Now let us understand key concepts with respect to HDFS Namenode High Availability. Let us recap HDFS components before we get into HA.
- HDFS have Namenode, Secondary Namenode and Datanodes
- When data is saved in the form of files in HDFS
- Files will be divided into blocks and blocks are saved in Datanodes
- Mapping between File, block id or name and block location is called as metadata.
- This metadata will be stored in memory as well as edit logs of Namenode.
- To control the size of edit logs over period of time, periodically snapshots are taken and they are called as FSImage (using edit logs and last FSImage).

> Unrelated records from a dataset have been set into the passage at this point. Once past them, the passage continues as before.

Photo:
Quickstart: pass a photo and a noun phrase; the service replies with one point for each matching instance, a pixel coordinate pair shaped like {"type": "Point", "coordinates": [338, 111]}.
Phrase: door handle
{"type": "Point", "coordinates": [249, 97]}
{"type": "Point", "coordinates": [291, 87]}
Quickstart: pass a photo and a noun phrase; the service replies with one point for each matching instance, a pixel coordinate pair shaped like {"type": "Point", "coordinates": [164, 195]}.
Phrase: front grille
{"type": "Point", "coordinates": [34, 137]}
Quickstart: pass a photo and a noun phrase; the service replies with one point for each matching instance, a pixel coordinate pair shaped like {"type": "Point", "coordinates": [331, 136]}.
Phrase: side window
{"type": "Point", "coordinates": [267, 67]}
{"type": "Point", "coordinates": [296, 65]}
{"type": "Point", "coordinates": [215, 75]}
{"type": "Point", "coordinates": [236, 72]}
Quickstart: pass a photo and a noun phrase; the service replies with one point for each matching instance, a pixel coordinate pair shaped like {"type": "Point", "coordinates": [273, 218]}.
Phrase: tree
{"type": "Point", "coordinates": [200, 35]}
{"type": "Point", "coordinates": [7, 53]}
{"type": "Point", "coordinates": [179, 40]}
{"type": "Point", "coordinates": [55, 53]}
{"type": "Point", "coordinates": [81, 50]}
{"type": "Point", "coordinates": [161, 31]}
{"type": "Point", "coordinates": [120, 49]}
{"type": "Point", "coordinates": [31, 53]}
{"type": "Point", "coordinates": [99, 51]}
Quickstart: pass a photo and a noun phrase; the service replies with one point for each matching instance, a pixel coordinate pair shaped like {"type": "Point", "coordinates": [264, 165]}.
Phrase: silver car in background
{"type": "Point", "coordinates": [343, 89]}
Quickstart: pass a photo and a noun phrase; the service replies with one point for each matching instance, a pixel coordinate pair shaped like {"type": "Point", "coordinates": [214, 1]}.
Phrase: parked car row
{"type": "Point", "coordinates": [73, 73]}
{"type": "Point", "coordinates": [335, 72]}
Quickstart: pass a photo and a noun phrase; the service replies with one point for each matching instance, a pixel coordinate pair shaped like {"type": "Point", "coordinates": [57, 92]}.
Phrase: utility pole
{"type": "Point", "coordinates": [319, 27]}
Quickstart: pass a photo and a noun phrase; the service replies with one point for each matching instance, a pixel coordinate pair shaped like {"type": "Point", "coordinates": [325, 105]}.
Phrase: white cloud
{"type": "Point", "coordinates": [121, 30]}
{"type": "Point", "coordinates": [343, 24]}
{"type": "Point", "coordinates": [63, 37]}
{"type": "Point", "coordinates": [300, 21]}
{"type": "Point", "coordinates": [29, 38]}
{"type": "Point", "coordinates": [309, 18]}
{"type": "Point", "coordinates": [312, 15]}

- This process of creating FSImage using last FSImage and edit logs is called as checkpointing.
- If Namenode is down, it will take several minutes to restore and recover fsimage and edit logs to rebuild metadata in memory. During the recovery process entire cluster is not usable.
- Also if there is hard ware failures, migrating Namenode to other node is also time consuming. It also involves in changing Namenode URI in multiple locations.
- We can overcome these issues by configuring High Availability on Namenode.
- In HA configuration, instead of having Namenode and Secondary Namenode we will have Active and Passive Namenode. Hence, it is also called as Active-Passive Configuration. Here are the issues HA addresses.
- Manual involvement in case of an unplanned outage
- Planned upgrades where Namenode need to be brought down
- HA Configuration provides us transparent and fast failover of the Namenode.